Peters had planned to do something crazy if he scored a touchdown against Illinois in the first football game at Wrigley Field in 40 years. He told Williams he might celebrate by throwing the ball up and making a catch like an outfielder against the padded wall in right field. So Williams set out to save his team 15 yards.
“I would have done something stupid and probably got flagged for it,” said Peters, now a special-teams ace for the Texans.
NU players will get the chance to make more memories at Wrigley Field on Nov. 7, 2020, when the Wildcats host Wisconsin. Details of the game will be announced at 10 a.m. today during a news conference at Wrigley featuring NU coach Pat Fitzgerald, athletic director Jim Phillips and Cubs President Crane Kenney.

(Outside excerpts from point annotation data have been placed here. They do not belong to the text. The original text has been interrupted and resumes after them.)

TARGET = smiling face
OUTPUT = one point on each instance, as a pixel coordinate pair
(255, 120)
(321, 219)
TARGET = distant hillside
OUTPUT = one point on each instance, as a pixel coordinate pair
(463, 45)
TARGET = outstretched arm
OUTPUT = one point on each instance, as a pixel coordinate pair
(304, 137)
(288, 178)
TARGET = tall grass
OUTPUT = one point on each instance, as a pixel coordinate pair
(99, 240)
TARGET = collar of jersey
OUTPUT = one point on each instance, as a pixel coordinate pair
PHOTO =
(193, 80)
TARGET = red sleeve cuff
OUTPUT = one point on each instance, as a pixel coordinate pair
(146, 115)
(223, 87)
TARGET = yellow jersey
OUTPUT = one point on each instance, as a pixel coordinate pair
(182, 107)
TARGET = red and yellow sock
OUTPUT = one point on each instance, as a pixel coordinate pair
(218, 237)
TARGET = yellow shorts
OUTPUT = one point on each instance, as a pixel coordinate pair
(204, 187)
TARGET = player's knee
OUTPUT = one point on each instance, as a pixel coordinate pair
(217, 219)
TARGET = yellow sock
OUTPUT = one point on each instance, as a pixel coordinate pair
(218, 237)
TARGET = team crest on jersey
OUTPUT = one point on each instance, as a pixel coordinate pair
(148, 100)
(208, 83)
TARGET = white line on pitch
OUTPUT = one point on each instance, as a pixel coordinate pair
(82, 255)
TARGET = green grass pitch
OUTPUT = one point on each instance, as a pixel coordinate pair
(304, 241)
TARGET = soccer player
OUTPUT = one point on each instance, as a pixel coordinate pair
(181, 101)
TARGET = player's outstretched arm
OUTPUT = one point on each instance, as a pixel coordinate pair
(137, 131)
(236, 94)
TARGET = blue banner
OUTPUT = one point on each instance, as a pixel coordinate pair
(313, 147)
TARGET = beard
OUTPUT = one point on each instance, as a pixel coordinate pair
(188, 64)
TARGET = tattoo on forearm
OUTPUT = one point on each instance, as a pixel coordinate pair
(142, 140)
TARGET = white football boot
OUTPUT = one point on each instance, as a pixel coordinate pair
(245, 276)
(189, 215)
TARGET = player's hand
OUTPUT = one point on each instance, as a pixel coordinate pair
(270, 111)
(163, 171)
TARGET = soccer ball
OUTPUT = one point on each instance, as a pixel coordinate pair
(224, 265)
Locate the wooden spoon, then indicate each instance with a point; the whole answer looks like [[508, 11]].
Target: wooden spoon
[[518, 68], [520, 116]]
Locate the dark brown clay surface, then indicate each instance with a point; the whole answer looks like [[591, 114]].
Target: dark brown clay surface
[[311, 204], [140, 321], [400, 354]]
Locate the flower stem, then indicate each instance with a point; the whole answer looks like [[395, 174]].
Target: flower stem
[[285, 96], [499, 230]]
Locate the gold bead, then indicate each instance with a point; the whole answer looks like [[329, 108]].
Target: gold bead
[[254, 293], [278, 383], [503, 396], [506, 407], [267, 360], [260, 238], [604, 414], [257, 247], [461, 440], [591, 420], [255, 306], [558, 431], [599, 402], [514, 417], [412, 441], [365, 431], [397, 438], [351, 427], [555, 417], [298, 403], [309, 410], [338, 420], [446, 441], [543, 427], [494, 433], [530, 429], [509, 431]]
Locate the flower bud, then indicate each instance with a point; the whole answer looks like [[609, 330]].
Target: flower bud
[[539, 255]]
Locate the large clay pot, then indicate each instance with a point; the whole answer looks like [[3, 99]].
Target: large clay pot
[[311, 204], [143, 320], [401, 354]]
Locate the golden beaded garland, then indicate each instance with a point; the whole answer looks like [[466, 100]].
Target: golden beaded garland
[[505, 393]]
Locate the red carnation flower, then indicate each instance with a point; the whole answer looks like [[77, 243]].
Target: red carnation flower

After that 2010 game, Phillips predicted more NU football at Wrigley Field – on one condition.
“We’d have to get the field, once and for all, in a position where there would be no question that it would be safe by all standards – risk management’s standards, engineers’ standards, the NCAA, all of that,” he said.
The latest Wrigley redo, with removable seats down the third-base line, allows for a full field. That will also please the bowl organizers who are working to establish an annual postseason game at Wrigley Field involving a Big Ten representative.
Peters said the “one-direction thing was bananas” in the 48-27 loss to Illinois and the locker rooms were hardly equipped for football, requiring some players to change in hallways.
“But the experience trumped the real estate [issues],” he said.
And what will a return mean to NU football?
“A lot,” Peters said. “We have branded ourselves as Chicago’s Big Ten team. Chicago belongs to us. The Cubs embody that same spirit.”
Quarterback Dan Persa tore an Achilles tendon the Saturday before the NU-Illinois game, so he was left to hobble around Wrigley Field on crutches while backup Evan Watkins stumbled.
“In college I was kind of oblivious to a lot going on around me,” Persa said, “but there was a really cool buzz around it going into that year. The game sold out in like a second. The fans there said they were running into people they hadn’t seen in 40 years.”
Persa, who contributes on WGN-AM 720’s NU football broadcasts, called the Wildcats’ return to Wrigley “huge.”
“You want to be able to tell recruits that you’ll get tons of exposure and play in the biggest games and best arenas,” he said. “And with Chicago being a pro-heavy town, everyone is clamoring to steal some of the limelight away from the Bears and Cubs and whoever.”